Seven peacekeepers were killed during Friday’s ambushes.

In this Jan. 10, 2011 file photo, United Nations soldiers from Niger conduct a patrol through the streets of Abidjan, Ivory Coast.
In this Jan. 10, 2011 file photo, United Nations soldiers from Niger conduct a patrol through the streets of Abidjan, Ivory Coast.
Image: Rebecca Blackwell/AP/Press Association Images

THE UNITED NATIONS has condemned “in the strongest possible terms” Friday night’s attacks in the Ivory Coast, during which seven UN peacekeepers and a number of civilians were killed.

The peacekeepers all came from Niger and were serving with the United Nations Operation in Côte d’Ivoire (UNCOI).

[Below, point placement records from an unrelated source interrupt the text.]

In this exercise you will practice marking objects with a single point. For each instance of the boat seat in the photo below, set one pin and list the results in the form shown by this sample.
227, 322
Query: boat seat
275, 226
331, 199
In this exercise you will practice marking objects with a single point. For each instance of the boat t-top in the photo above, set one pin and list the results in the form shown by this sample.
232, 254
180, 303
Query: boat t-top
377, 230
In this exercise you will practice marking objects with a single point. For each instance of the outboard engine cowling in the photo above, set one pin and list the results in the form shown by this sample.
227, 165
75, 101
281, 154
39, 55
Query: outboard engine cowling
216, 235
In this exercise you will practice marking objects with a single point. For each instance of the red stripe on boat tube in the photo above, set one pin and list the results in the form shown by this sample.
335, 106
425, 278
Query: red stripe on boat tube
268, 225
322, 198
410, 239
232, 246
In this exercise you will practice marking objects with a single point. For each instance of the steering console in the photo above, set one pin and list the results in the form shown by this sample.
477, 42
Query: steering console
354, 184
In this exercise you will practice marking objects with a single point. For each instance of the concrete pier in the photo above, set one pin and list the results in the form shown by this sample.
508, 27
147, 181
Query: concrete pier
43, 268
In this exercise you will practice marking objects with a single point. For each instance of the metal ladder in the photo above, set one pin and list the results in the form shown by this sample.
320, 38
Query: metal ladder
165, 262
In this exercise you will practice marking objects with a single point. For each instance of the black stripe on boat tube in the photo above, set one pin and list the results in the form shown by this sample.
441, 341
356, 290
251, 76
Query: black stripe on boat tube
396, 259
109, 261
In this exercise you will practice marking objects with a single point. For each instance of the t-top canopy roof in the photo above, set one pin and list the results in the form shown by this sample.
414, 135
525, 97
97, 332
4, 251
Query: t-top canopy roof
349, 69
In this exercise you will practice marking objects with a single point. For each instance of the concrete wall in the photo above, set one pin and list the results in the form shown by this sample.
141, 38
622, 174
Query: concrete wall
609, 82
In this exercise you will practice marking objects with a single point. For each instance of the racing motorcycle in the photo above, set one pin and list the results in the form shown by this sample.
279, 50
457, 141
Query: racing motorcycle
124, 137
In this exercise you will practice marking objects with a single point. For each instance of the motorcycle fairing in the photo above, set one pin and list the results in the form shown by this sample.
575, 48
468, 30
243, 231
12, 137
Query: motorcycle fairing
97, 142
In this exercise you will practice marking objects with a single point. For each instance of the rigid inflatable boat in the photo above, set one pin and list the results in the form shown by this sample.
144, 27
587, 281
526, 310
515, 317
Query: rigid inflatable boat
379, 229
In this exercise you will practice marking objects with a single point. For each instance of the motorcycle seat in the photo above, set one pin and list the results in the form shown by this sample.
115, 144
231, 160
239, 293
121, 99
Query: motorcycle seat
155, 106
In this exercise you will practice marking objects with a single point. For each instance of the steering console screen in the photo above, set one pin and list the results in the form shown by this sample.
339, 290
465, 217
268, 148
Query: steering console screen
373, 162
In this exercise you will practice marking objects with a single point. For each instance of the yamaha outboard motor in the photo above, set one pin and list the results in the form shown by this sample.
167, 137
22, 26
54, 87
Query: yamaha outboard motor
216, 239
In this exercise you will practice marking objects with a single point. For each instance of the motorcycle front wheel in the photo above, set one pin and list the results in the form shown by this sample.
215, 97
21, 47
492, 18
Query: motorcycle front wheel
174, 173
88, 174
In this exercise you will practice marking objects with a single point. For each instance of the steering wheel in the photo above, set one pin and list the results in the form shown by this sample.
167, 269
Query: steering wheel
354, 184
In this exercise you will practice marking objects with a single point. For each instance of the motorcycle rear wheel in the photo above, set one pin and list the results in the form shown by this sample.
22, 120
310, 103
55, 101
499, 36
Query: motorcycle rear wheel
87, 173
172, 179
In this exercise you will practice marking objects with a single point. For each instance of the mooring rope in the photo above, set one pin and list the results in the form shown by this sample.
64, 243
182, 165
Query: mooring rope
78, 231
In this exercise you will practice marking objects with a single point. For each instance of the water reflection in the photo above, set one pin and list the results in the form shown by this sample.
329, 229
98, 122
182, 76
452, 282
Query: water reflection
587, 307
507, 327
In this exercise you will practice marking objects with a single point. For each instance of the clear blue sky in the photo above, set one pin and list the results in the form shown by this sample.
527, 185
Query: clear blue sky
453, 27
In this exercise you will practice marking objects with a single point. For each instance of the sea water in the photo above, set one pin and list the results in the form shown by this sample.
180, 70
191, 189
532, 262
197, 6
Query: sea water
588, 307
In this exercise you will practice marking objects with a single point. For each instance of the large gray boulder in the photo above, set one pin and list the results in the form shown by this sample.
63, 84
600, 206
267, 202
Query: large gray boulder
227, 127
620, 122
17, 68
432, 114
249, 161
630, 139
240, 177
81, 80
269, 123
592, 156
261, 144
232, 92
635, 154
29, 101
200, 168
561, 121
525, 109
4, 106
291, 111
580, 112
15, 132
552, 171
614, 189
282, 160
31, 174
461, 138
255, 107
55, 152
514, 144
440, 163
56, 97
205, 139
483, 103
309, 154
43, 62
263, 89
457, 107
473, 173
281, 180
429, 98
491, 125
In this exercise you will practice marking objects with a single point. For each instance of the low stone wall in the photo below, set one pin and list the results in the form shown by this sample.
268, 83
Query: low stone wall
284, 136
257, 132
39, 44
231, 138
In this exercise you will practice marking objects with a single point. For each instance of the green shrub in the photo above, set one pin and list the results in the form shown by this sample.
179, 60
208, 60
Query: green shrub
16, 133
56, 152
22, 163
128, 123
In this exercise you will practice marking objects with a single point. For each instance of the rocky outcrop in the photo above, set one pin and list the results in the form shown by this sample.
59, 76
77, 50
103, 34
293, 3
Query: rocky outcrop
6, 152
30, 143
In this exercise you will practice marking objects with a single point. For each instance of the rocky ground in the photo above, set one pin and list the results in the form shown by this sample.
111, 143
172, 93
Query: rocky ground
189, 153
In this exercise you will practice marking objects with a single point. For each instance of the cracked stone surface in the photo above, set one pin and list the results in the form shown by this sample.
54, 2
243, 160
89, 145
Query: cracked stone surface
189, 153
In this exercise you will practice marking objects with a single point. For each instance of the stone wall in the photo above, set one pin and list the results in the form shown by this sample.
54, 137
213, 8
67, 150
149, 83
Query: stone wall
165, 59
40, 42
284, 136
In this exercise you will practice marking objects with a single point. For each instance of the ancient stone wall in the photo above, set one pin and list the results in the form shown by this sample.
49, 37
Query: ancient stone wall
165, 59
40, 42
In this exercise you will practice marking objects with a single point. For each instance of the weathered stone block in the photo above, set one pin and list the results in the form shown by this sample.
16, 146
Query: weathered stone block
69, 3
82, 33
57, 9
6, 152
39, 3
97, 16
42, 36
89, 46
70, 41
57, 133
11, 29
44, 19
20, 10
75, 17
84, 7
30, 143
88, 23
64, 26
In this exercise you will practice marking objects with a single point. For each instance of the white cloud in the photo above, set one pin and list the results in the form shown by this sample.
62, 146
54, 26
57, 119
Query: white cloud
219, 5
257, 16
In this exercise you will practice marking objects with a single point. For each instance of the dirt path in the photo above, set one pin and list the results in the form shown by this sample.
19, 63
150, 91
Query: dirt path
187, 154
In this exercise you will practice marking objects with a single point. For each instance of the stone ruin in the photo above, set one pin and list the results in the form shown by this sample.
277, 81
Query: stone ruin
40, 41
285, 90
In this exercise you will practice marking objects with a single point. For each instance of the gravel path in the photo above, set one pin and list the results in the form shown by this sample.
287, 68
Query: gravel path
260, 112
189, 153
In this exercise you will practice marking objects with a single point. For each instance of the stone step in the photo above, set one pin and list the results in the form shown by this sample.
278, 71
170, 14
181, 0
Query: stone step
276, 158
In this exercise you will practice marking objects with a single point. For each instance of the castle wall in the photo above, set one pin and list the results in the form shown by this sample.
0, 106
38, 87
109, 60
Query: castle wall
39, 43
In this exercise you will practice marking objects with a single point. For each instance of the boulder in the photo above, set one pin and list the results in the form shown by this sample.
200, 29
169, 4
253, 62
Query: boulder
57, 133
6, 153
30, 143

At the time of the ambush they were on patrol in the Para village region, near the border town of Tai in the south-west.

The UN confirmed that they were attacked by a group of “unidentified armed elements”.

Secretary General Ban Ki-moon has called on the Government to “do its utmost” to hold the perpetrators accountable for the “deadly attack”.

“My heart goes out to the families at this difficult time, and I express my deepest sympathy to the Government of Niger for this tragedy,” he added.

According to Al Jazeera, the Government has vowed to start a manhunt to capture those responsible for the killings. The news agency also reports that up to eight civilians perished during the attacks, which also sparked a mass exodus.

The UNCOI had recently strengthened its presence in the area due to threats of attacks against the civilian population. It is understood that other peacekeepers stayed with the villagers in Para despite the dangers posed to them last night.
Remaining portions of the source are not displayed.